This paper addresses the collision detection problem in population protocols. The network consists of state machines called agents. At each time step, exactly one pair of agents is chosen uniformly at random to have an interaction, changing the states of the two agents. The collision detection problem involves each agent starting with an input integer between $1$ and $n$, where $n$ is the number of agents, and requires those agents to determine whether there are any duplicate input values among all agents. Specifically, the goal is for all agents to output false if all input values are distinct, and true otherwise. In this paper, we present an algorithm that requires a polynomial number of states per agent and solves the collision detection problem with probability one in sub-linear parallel time, both with high probability and in expectation. To the best of our knowledge, this algorithm is the first to solve the collision detection problem using a polynomial number of states within sublinear parallel time, affirmatively answering the question raised by Burman, Chen, Chen, Doty, Nowak, Severson, and Xu [PODC 2021] for the first time.

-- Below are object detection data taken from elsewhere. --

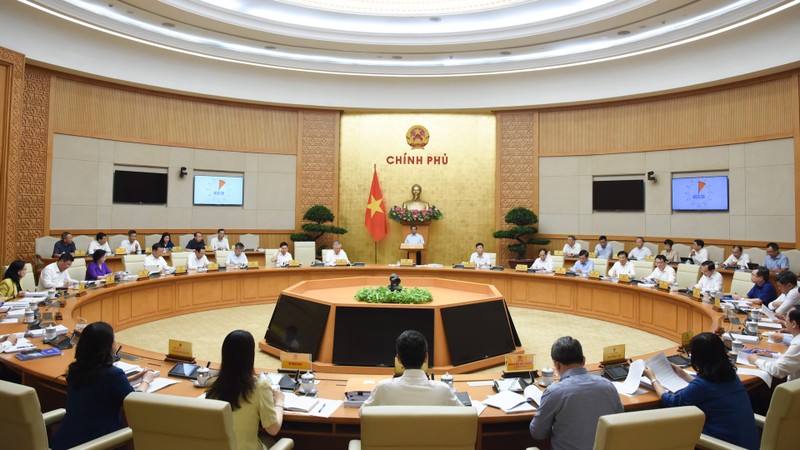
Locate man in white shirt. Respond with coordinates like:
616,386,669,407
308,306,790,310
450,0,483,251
722,245,750,269
211,228,231,251
628,236,653,261
39,253,75,289
608,250,636,279
119,230,142,255
689,239,708,265
647,255,675,284
225,242,247,268
186,247,208,270
469,242,492,269
594,236,614,259
564,235,581,258
362,330,462,410
322,241,350,266
694,261,722,292
531,249,553,272
86,231,113,255
270,242,293,267
144,242,172,274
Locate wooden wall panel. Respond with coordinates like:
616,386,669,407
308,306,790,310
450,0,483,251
53,77,297,154
539,76,793,156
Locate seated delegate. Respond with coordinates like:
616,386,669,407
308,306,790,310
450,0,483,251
644,333,759,450
85,250,111,281
206,330,285,450
52,322,155,450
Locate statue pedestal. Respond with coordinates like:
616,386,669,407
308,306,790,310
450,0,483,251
402,222,430,264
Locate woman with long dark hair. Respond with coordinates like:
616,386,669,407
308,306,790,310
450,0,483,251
0,260,28,301
52,322,154,450
206,330,284,450
644,333,759,450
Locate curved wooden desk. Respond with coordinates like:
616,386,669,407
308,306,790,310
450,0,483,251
0,266,736,449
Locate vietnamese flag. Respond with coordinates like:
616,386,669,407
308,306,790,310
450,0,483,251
364,169,386,242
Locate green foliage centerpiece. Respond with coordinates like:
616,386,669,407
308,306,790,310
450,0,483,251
355,286,433,305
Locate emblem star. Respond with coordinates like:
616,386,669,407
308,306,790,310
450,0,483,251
367,195,383,218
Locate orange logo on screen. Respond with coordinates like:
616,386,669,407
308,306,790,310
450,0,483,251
406,125,430,149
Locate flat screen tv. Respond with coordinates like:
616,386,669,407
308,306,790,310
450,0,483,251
441,300,515,365
111,170,167,205
333,306,434,367
194,175,244,206
264,294,331,359
592,180,644,211
672,176,729,211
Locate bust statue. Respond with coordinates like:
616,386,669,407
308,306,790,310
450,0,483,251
403,184,431,211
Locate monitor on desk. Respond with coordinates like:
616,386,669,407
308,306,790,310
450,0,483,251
333,306,434,367
264,294,331,359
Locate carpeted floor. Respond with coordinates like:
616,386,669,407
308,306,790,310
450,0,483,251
117,304,675,372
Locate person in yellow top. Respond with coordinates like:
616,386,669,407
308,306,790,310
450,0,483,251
0,260,28,301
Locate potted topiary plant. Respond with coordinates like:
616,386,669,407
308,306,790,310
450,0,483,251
492,207,550,267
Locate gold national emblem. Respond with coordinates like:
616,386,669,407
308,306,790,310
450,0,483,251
406,125,430,149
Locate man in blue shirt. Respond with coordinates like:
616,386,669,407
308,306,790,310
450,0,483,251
530,336,622,450
570,250,594,275
764,242,789,275
594,236,614,259
53,231,75,258
733,266,778,305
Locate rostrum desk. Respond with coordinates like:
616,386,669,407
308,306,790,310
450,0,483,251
0,265,760,449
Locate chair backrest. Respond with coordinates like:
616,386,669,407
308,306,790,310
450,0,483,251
124,392,236,450
731,270,753,295
0,381,48,450
594,406,706,450
36,236,59,258
675,264,700,288
122,255,147,274
631,260,655,280
705,245,725,263
238,233,258,249
589,258,608,277
761,379,800,450
361,406,478,450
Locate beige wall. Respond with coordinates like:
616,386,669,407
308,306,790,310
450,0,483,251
339,113,495,265
539,139,795,242
50,134,297,230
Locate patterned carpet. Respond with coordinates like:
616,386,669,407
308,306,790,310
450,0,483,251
117,304,675,372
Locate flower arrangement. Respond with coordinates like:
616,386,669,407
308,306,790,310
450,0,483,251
389,206,444,223
355,286,433,304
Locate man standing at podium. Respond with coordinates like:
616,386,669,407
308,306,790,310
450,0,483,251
403,225,425,265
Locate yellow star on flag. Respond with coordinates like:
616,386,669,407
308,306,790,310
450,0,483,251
367,195,383,217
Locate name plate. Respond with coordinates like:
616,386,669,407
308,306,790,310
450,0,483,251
506,353,533,372
681,330,694,348
281,352,311,370
169,339,192,359
602,344,625,365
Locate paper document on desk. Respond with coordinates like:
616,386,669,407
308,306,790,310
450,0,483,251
640,352,689,393
483,391,536,414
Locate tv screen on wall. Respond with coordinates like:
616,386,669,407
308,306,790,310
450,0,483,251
672,176,729,211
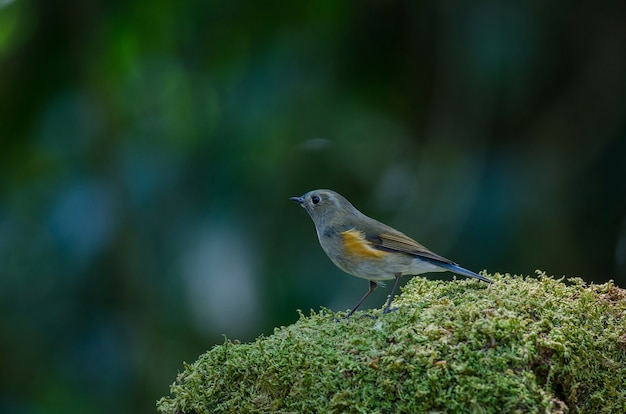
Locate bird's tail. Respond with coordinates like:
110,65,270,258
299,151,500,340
437,263,493,283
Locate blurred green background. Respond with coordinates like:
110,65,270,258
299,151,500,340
0,0,626,413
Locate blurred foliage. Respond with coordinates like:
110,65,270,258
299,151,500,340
0,0,626,413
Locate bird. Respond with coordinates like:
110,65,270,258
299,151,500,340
290,189,492,319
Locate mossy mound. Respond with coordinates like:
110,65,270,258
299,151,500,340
157,274,626,414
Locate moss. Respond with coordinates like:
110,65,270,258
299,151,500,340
157,274,626,414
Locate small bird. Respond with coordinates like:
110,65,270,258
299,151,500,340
290,190,492,318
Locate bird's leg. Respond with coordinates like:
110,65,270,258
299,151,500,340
383,273,402,313
344,280,378,319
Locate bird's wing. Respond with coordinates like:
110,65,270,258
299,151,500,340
367,231,454,264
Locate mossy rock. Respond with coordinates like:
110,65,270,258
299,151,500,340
157,274,626,414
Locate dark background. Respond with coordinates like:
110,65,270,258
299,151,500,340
0,0,626,413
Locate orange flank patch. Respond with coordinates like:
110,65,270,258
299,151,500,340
340,229,387,258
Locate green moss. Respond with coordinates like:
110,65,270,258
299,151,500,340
157,274,626,414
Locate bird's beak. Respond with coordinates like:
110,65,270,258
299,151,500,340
289,197,304,204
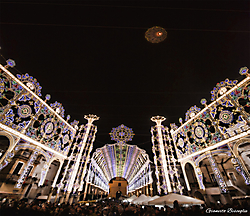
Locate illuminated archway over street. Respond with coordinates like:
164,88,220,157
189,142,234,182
85,125,153,197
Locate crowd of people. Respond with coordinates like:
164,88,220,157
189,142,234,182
0,199,250,216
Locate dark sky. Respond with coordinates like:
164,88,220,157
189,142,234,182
0,1,250,159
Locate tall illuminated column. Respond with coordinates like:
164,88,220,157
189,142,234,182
65,115,99,202
151,116,172,193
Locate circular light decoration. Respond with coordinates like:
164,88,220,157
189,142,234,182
17,105,32,118
110,124,134,143
41,118,57,139
191,122,208,143
219,110,233,124
178,138,185,148
63,134,69,145
145,26,167,43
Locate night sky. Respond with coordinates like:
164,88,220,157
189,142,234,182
0,1,250,159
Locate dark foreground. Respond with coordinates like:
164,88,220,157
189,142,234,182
0,200,250,216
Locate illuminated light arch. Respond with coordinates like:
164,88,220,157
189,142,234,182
86,125,152,192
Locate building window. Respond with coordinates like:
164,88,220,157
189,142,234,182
12,162,23,175
27,166,33,177
228,173,236,181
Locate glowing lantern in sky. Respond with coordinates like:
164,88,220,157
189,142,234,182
145,26,167,43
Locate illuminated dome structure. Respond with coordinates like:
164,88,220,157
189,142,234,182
145,26,167,43
86,125,153,196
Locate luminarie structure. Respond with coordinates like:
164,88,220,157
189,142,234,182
85,124,153,197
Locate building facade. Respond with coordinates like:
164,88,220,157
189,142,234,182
152,67,250,204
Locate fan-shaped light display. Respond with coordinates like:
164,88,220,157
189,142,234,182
87,125,152,192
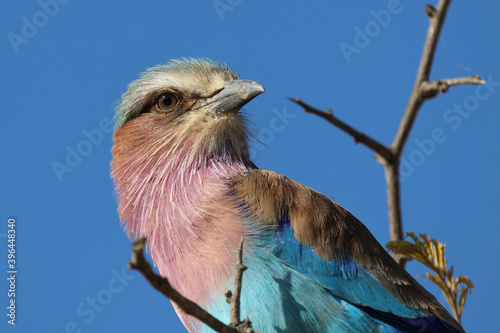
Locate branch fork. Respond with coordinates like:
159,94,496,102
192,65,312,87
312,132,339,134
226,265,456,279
289,0,485,267
128,238,259,333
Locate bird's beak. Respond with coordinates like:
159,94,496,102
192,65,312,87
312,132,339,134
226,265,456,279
204,80,264,115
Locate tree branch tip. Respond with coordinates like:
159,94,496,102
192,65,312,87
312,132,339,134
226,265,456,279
424,4,436,18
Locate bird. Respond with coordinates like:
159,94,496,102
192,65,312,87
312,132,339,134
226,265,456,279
111,58,464,333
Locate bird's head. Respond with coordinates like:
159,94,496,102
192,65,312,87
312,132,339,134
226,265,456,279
113,59,264,169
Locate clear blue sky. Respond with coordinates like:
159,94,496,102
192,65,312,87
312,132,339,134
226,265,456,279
0,0,500,333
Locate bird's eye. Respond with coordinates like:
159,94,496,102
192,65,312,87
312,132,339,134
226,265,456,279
156,93,178,112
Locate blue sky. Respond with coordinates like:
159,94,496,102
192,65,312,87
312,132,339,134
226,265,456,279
0,0,500,333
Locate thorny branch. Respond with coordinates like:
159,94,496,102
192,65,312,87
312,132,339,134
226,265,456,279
290,0,485,267
128,238,259,333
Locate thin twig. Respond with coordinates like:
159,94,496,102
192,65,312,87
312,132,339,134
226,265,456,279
420,75,486,99
392,0,451,156
128,238,259,333
228,238,247,327
128,238,238,333
288,97,392,160
289,0,485,267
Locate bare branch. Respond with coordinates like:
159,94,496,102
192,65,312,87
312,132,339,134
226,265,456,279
228,238,247,327
420,75,486,99
288,97,393,160
392,0,451,156
128,238,259,333
128,238,238,333
289,0,485,267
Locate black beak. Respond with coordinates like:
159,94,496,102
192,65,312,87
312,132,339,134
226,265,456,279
205,80,264,115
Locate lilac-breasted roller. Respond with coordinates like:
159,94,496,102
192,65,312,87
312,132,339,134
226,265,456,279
111,59,464,333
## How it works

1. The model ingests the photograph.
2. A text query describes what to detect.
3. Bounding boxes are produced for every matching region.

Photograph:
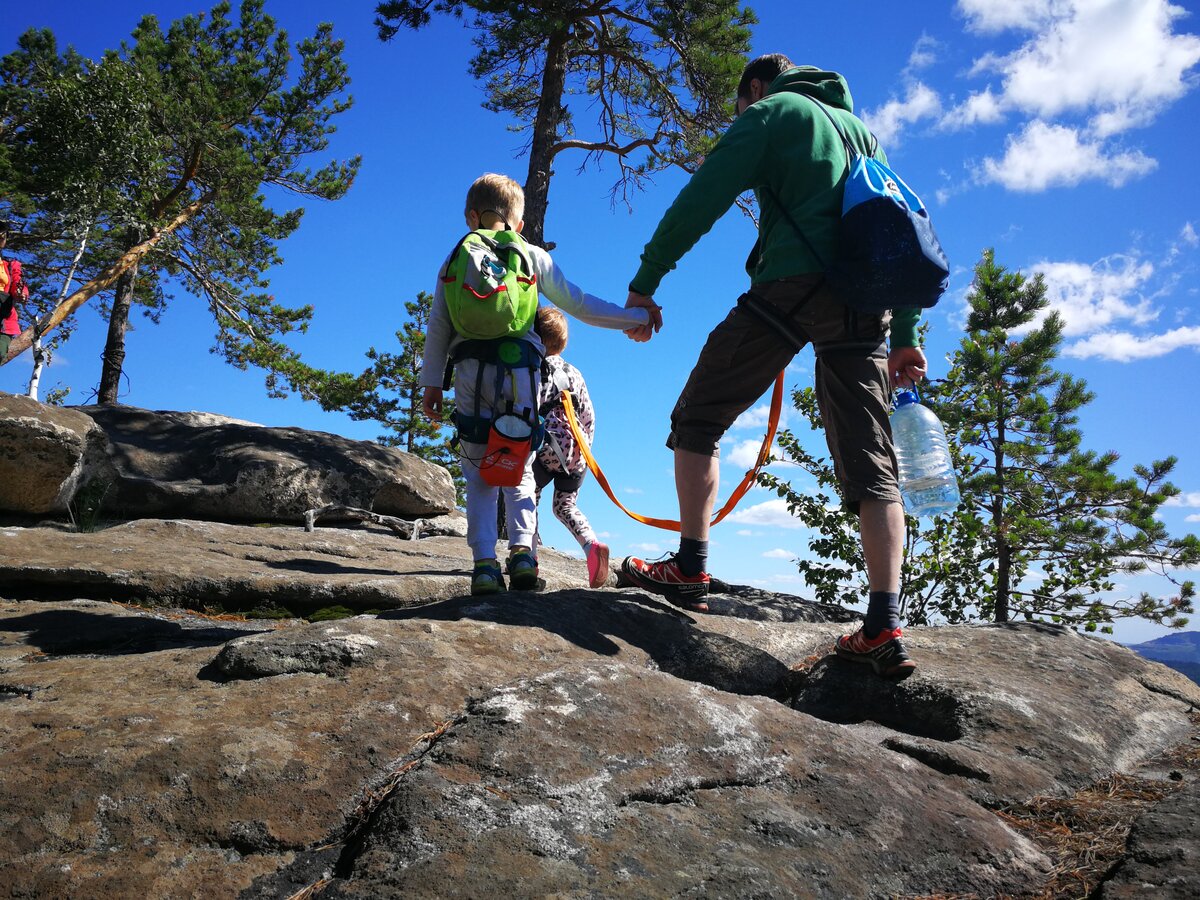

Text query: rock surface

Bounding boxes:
[0,397,1200,899]
[63,406,455,522]
[1096,781,1200,900]
[0,578,1200,898]
[0,394,104,516]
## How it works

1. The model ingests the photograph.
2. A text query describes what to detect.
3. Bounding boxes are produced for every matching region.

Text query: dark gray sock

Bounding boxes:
[676,538,708,577]
[863,590,900,640]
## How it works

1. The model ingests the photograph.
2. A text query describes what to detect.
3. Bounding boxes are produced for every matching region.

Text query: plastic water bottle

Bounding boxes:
[892,391,959,516]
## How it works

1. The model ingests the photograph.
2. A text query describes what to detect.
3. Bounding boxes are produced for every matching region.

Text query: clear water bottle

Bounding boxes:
[892,391,959,516]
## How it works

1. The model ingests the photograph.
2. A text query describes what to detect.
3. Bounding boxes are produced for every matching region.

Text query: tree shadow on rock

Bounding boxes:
[379,590,794,700]
[792,654,968,743]
[0,610,264,656]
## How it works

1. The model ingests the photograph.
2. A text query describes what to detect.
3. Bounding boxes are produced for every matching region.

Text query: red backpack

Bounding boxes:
[0,259,29,322]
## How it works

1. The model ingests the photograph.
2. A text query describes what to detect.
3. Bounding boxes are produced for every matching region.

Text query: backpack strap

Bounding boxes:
[538,360,571,416]
[751,185,829,269]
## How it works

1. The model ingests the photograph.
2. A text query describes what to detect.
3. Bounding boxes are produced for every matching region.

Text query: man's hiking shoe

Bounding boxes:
[620,554,708,612]
[470,559,504,596]
[505,550,538,590]
[588,541,608,588]
[834,628,917,682]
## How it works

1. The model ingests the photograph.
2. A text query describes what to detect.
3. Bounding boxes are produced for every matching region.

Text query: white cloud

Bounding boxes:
[1014,256,1158,337]
[721,438,762,472]
[863,82,942,148]
[1163,491,1200,508]
[728,497,804,528]
[908,35,941,72]
[1063,326,1200,362]
[980,121,1158,192]
[730,403,768,430]
[959,0,1200,137]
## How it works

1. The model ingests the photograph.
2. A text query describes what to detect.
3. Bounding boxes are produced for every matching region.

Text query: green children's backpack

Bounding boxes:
[442,228,538,341]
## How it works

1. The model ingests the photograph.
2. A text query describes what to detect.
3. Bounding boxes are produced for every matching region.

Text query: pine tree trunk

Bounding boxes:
[25,230,92,400]
[97,228,142,406]
[0,188,217,366]
[991,416,1013,622]
[522,31,570,250]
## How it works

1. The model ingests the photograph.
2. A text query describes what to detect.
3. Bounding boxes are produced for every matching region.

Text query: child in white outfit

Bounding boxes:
[421,174,649,594]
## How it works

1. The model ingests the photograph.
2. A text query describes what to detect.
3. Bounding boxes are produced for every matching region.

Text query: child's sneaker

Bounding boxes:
[505,547,538,590]
[834,628,917,682]
[620,553,708,612]
[588,541,608,588]
[470,559,504,596]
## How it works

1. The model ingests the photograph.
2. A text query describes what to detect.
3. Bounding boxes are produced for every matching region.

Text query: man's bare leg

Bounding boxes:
[676,449,721,541]
[622,449,720,612]
[864,496,904,594]
[836,500,917,682]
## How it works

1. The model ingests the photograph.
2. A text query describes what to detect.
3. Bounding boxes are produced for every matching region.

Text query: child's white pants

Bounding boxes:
[454,359,541,559]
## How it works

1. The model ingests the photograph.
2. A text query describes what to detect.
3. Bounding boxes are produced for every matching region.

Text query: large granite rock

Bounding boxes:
[1093,781,1200,900]
[77,406,455,522]
[0,514,856,622]
[0,588,1200,898]
[0,394,104,516]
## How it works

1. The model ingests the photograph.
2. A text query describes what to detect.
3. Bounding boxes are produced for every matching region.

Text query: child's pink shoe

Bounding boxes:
[588,541,608,588]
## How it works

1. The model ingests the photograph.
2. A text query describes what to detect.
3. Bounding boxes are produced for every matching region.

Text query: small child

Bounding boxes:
[533,306,608,588]
[421,174,649,594]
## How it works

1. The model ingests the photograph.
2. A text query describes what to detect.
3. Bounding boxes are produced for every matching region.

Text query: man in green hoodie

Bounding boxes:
[622,54,925,680]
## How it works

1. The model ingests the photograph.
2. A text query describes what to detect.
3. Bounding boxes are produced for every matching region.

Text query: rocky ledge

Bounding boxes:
[0,520,1200,898]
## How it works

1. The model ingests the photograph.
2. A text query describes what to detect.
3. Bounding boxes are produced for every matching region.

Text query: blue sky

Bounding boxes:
[0,0,1200,642]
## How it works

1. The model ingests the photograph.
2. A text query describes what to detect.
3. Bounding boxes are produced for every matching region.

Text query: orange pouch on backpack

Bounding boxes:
[479,415,533,487]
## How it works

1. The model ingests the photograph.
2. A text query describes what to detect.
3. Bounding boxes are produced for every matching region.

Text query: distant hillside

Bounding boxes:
[1129,631,1200,684]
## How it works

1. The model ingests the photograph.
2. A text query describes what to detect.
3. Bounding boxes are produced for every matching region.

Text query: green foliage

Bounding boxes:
[67,479,113,534]
[762,251,1200,632]
[0,0,361,400]
[346,290,467,505]
[931,251,1200,628]
[376,0,756,242]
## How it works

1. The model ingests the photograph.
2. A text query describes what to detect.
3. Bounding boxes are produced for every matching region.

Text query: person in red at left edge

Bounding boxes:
[0,221,29,360]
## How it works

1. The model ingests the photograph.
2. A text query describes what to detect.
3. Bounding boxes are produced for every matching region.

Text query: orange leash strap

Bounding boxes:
[562,372,784,532]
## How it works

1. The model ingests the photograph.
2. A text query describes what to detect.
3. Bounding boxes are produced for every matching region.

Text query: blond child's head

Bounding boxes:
[533,306,566,356]
[466,172,524,232]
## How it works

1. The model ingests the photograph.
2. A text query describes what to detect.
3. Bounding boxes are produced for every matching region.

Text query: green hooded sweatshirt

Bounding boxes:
[629,66,920,347]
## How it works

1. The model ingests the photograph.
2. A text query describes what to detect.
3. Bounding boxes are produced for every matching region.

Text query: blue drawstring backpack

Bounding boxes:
[768,94,950,313]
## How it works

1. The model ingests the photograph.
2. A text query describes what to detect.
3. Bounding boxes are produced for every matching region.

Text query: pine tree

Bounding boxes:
[347,296,467,505]
[0,0,364,408]
[932,251,1200,628]
[762,251,1200,631]
[376,0,756,248]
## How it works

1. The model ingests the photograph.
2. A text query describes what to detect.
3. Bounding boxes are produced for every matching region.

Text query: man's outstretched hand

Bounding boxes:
[625,290,662,343]
[888,347,925,388]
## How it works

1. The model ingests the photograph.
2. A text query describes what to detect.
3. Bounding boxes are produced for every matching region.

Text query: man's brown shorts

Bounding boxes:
[667,275,900,510]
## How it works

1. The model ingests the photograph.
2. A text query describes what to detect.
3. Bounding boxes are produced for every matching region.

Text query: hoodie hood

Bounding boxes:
[767,66,854,113]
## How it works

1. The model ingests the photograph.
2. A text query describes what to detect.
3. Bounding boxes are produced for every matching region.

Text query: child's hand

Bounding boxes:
[625,290,662,343]
[421,388,442,422]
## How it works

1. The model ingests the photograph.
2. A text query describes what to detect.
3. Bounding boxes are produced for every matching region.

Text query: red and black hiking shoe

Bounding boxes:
[834,628,917,682]
[620,553,708,612]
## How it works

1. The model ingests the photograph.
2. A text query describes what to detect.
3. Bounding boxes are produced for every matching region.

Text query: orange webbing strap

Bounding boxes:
[562,372,784,532]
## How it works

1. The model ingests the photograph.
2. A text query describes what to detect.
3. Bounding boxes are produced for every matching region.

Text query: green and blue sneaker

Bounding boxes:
[470,559,505,596]
[505,547,538,590]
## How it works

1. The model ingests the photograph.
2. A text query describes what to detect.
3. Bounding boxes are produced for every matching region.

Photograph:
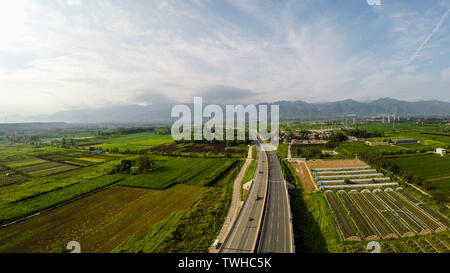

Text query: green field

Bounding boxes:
[0,174,125,224]
[114,158,242,253]
[120,158,236,190]
[0,185,204,253]
[385,154,450,199]
[84,132,174,152]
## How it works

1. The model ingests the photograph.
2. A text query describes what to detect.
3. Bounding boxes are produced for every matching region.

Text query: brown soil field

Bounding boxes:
[0,185,203,252]
[291,162,315,193]
[306,159,368,169]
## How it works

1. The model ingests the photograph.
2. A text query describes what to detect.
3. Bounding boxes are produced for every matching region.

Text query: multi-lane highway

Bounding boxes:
[220,136,293,253]
[220,143,268,253]
[258,152,293,253]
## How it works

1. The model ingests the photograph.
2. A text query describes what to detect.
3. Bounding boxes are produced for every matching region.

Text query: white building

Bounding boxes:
[436,148,447,155]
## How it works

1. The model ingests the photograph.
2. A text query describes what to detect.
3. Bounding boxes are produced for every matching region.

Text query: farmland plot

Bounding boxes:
[0,174,125,224]
[350,190,398,239]
[396,188,450,228]
[324,191,361,241]
[375,191,430,235]
[387,191,446,232]
[120,158,237,190]
[362,191,415,237]
[0,185,204,253]
[337,190,379,240]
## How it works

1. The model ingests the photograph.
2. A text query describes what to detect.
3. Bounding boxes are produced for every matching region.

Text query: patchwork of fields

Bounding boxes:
[385,154,450,199]
[0,185,204,252]
[120,158,237,190]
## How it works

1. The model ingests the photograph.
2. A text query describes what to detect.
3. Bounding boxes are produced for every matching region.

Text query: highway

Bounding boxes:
[219,140,268,253]
[258,151,294,253]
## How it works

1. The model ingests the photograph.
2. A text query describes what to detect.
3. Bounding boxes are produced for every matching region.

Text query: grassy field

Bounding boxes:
[0,174,125,224]
[386,154,450,180]
[120,158,236,190]
[83,132,174,152]
[385,154,450,199]
[239,159,258,200]
[0,157,120,206]
[123,158,242,253]
[0,185,205,252]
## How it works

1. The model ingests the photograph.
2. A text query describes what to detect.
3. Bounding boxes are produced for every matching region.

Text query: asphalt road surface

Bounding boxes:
[258,152,293,253]
[220,140,268,253]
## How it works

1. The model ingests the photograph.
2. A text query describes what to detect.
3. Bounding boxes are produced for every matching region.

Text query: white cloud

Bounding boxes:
[0,1,448,117]
[441,67,450,82]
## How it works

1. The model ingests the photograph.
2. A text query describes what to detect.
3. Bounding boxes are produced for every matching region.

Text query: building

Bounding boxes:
[436,148,447,156]
[392,138,419,144]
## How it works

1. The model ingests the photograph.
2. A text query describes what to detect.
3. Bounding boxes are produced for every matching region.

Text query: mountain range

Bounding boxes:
[8,98,450,123]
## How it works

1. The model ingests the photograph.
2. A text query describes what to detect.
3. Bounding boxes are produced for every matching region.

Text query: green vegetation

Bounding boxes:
[115,159,242,253]
[120,158,236,190]
[277,143,288,158]
[112,211,185,253]
[0,174,124,224]
[239,159,258,200]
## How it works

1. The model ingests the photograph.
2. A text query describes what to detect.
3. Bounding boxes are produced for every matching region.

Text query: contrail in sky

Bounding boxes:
[408,9,450,65]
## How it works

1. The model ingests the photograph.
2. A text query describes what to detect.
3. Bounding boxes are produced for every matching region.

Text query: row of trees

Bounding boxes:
[110,155,155,174]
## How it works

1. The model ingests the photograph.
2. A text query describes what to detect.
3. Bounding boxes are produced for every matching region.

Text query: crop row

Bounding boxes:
[362,191,415,237]
[324,191,361,240]
[0,174,124,224]
[387,191,445,231]
[396,188,450,228]
[350,191,398,238]
[337,190,378,240]
[375,191,427,236]
[120,158,236,190]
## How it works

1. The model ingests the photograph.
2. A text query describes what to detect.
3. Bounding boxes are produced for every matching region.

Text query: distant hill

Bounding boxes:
[6,98,450,123]
[277,98,450,119]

翻译：本文研究群体协议中的碰撞检测问题。网络由称为智能体的状态机构成。在每个时间步，系统均匀随机选择恰好一对智能体进行交互，从而改变两者的状态。碰撞检测问题要求每个智能体以$1$至$n$之间的整数作为输入（其中$n$为智能体总数），并判定所有智能体中是否存在重复的输入值。具体而言，当所有输入值互异时，所有智能体应输出假；否则应输出真。本文提出一种算法，该算法要求每个智能体仅需多项式数量的状态，即能以高概率及期望意义下的亚线性并行时间，以概率一解决碰撞检测问题。据我们所知，这是首个在亚线性并行时间内使用多项式数量状态解决碰撞检测问题的算法，首次对Burman、Chen、Chen、Doty、Nowak、Severson和Xu在[PODC 2021]中提出的问题给出了肯定性解答。